This piece was inspired partly by Douglas Coupland’s book ‘Microserfs’. The book centres on Microsoft programmers who are searching for meaning in their lives. The novel is presented in the form of diary entries maintained on a Powerbook (Macintosh Powerbook) by the narrator, Daniel. My piece isn't concerned with creating meaning in my life, or in anyone’s life, but is, in contrast, concerned with removing meaning from it. The binary that hangs from the wall has meaning, but only to me.
Between the 25 October and the 25th November, I wrote and maintained a journal on my Macbook Pro. The Journal outlined all the things I did on a day-to-day basis: all the thoughts I was having; all the conversations I remembered; all the opinions I felt were important. I intended for the journal never to be fully translated, but simply to hang from the wall and remain hidden in this code. All my opinions of the people that surrounded me, all my secrets were contained (and still are contained) in this mesh of 0s and 1s. The journal is ultimately exploring how the complexity of our lives–how all the people we meet; all the experience we have, are not digital. The way we relive these moments is now completely digital. Memories are now contained in photos, videos, emails, texts, Facebook messages, tweets, likes etc on our computers, phones and tablets, as opposed to in our minds, or on paper, or on physical things. All our memories have become zeros and ones. Our world has become code. Nothing is physical. There is a sort of irony with this piece. It is a physical thing, depicting a digital thing. A touchable object depicting something completely untouchable.
Once again, like my previous pieces, this piece only becomes meaningful with audience interaction. The binary remains uncoded and useless on the wall until someone attempts to decode it using the table provided. By attempting to read into my life, by decoding these numbers, people create meaning, not only to my life, but to the data. The data becomes useful (to some extent). There is a desire to find out about my life, but that is only evident by how desperate the audience is to discover what I’ve written about.

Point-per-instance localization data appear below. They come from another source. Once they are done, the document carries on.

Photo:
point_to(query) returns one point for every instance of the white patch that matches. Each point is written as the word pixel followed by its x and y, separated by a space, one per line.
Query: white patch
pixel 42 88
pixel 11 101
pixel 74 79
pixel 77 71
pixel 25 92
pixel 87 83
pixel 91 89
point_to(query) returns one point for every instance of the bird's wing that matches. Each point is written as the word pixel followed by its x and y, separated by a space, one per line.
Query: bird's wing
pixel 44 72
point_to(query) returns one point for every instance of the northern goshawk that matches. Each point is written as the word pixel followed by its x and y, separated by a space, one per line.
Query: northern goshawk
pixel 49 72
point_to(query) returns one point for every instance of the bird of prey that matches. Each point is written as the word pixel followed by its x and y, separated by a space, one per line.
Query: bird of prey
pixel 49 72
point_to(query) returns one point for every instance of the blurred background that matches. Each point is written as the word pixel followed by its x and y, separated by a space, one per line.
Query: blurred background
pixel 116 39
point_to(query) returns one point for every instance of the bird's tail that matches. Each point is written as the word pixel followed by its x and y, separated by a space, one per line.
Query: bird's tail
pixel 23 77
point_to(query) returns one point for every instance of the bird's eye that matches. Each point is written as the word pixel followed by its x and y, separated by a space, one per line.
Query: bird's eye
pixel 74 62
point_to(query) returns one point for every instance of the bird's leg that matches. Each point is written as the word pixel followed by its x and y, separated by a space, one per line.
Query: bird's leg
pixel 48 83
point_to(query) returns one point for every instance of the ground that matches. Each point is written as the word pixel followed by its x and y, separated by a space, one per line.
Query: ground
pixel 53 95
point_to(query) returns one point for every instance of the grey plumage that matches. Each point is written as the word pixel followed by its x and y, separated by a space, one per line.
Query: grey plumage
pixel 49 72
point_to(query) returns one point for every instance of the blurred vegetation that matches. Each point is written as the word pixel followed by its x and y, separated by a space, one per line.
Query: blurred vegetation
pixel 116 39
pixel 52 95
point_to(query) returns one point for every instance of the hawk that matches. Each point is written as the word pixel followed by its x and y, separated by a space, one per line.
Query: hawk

This act of translation raised a significant question. What is more important about the piece: what is being translated or the act of translating? Is the piece trying to say something through what is actually written, or through trying to decipher what has been written? The answer is neither. The act of translating/what is being translated is not important. The piece is more concerned with how our experiences are now entirely digital, how our lives have no meaning in this world of code. What is being translated is my life. My life has no interest to anyone but myself. Some people may be interested in my feelings and opinions, but will eventually forget what has been written. By translating, they are engaging in trying to find out more about me, providing some meaning to the piece and to my life. But the piece is not looking to address the translation of the binary, it is looking to address this world of code that surrounds us; this world that we are so oblivious to. If this world were to go offline, if we were to lose everything, we would have nothing to show for it. All the things we thought were important would be lost. All our Facebook ‘friends’, our status updates, all our videos and photos would be gone. We would lose our identities. Yet, this piece proposes this very question with all of this information present: can we be human in this age of technology? Do we have an identity? How are we human?
Again, similarities can be drawn with my previous pieces. This journal is similar to the questionnaire in that it addresses peoples’ lives. The experiences of people are turned into data that ultimately gets lost in the world. Yet, in contrast with the questionnaire and the information wall, this piece is not as politically motivated. It is not centred so much on politics, and more on the personal. It is clearly connected to the other two pieces in its depiction of data, however.
My initial idea for this piece involved having the binary code printed on fax paper. This paper would then roll down the wall, showing an endless cycle of code. My printer, however, had problems printing using the fax paper. The attempts were hung up, almost as though they were pieces of a puzzle, showing that they were of no use to anyone, they were useless. The fact that they are crumpled and ripped suggests this idea of meaninglessness. As a result, I had to print the journal binary on 118 pages of A4 and place them on my studio desk. This does not give the same affect, but still gets the central notions across.